Here are a few of the lessons I've learned from the frontlines of dating in the 21st century:

1. A simple "hello" is your RSVP to a private viewing of strange dick
2. Never turn on location-based dating apps at the office. EVER!
3. Never show your face
4. Always show your face
5. NSA means something totally different outside of security circles
6. Never exchange numbers
7. Only exchange numbers after you've made a date
8. That space between the anus and the scrotum has a scientific name
9. Siri does not care about you. She is not your friend. She will sell you out faster than you can swipe left on a sad clown choking a rubber chicken
10. You have a premium account? LOL

Technology is changing the way we love in ways we never could have imagined, and hookup-app horror stories are but the cherry atop the whip-creamed robot nipple that is the future of human sexuality. Digital brothels have popped up and fallen flat virtually overnight. VR porn is edging ever closer to reality. Futurists and ethicists are debating the hard questions about boning robots while those very robots are taking shape. And yet, your grandma's vibrator is still going strong.

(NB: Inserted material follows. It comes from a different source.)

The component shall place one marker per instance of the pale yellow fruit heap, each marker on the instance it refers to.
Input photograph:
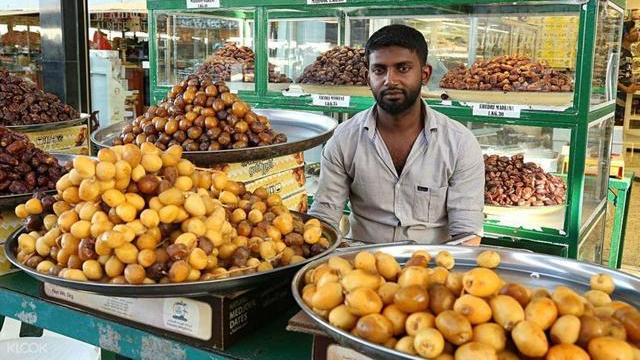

Man-made innovation has given birth to a new, computer-assisted intimacy, and that in turn has birthed "Computer Love," a semi-regular column exploring the ins and outs of technology's impact on our love lives. Over the coming months I'll dive deep into the sweet, sticky stew of sex in the 21st century with you as my copilot.

Don't worry, it won't hurt a bit. Unless, of course, you're into that sort of thing.